The financial scandals which plagued Ferraro are nothing compared to the sexual brouhaha which surrounds the fictitious Laine Hanson (a plum role created for his favorite actress, Joan Allen, who he believes possesses a “natural sense of dignity”). Lurie insists that the events of the film — congressional hearings used as a partisan-driven sexual witch-hunt — have less to do with Bill Clinton frolicking in the White House than the perception of women as powerful political figures.

“The common denominator,” he explains, “of the great women leaders in the world — Indira Gandhi, Margaret Thatcher, Golda Meir — is that they’re dramatically nonsexual. I think our nation cannot stomach the notion of a woman in sexual terms whatsoever: that we are so puritanical that we cannot dismiss the notion of sex from our minds when it comes to women.”

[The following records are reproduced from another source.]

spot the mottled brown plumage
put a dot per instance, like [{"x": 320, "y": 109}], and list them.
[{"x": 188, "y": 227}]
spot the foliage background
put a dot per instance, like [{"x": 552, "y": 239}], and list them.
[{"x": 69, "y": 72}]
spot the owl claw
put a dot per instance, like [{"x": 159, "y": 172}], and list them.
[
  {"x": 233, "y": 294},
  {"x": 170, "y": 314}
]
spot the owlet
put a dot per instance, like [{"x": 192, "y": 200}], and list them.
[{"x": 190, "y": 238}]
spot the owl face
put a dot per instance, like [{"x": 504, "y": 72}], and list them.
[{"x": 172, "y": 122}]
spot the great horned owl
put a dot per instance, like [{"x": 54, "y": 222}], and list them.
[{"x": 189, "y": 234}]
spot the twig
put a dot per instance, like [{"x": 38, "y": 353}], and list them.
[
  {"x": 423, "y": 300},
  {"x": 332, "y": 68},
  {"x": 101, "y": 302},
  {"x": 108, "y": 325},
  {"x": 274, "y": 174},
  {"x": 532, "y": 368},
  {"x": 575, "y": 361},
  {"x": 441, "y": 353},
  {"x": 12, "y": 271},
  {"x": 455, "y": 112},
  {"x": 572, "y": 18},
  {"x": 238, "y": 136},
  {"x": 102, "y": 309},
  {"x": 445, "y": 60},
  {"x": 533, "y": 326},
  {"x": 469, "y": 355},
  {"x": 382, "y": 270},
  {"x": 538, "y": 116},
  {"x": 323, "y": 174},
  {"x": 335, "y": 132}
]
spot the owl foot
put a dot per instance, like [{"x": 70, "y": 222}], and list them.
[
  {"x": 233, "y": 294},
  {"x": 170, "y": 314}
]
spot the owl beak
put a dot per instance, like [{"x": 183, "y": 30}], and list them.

In The Contender, the confirmation committee is chaired by a right-wing congressman, and “every question that he asks puts into the mind of the American people sex — their leader in bed with somebody — and they can’t stomach it.

“We have to get over it,” continues Lurie, jumping back into real-world politics. “Right now, we have nine female senators, and I wouldn’t be surprised if, in four to eight years, we get it together. Because to me it’s repulsive that we’re looking at India and Great Britain and Israel, and those are the nations that have had female leaders and we don’t?”

That fact often blurs with fiction is no surprise to Lurie, but the nomination of Joseph Lieberman was. Lurie’s first film, Deterrence, follows a Jewish-American president (an appointed VP who assumes the office after the popular incumbent’s death) as he must decide whether to employ nuclear weapons against an aggressive, obstinate Iraq.

Although he declares Lieberman (an outspoken Hollywood detractor) “a little too rabbinical for me,” Lurie openly wonders if, despite public acceptance, it’s not a choice that could hurt the Democrats when Americans find themselves alone with their ballots and prejudices.

“Unfortunately, in this country,” says Lurie, “when we have the opportunity to be bigots in private, we take it every time.”

The Contender, Rod Lurie hopes, will stir up heated debate about our political process, and remind jaded Americans of the idealism which prompts flawed individuals to pursue public office. From his relatively new role as creator — and not just interpreter — of popular entertainment, Lurie is unafraid to let his conscience be his guide.

“We make movies,” he asserts, “to endorse our own personal feelings. I am not, in fact, a documentary filmmaker. I’ve got my personal beliefs and I’m ready to put them out on the table.”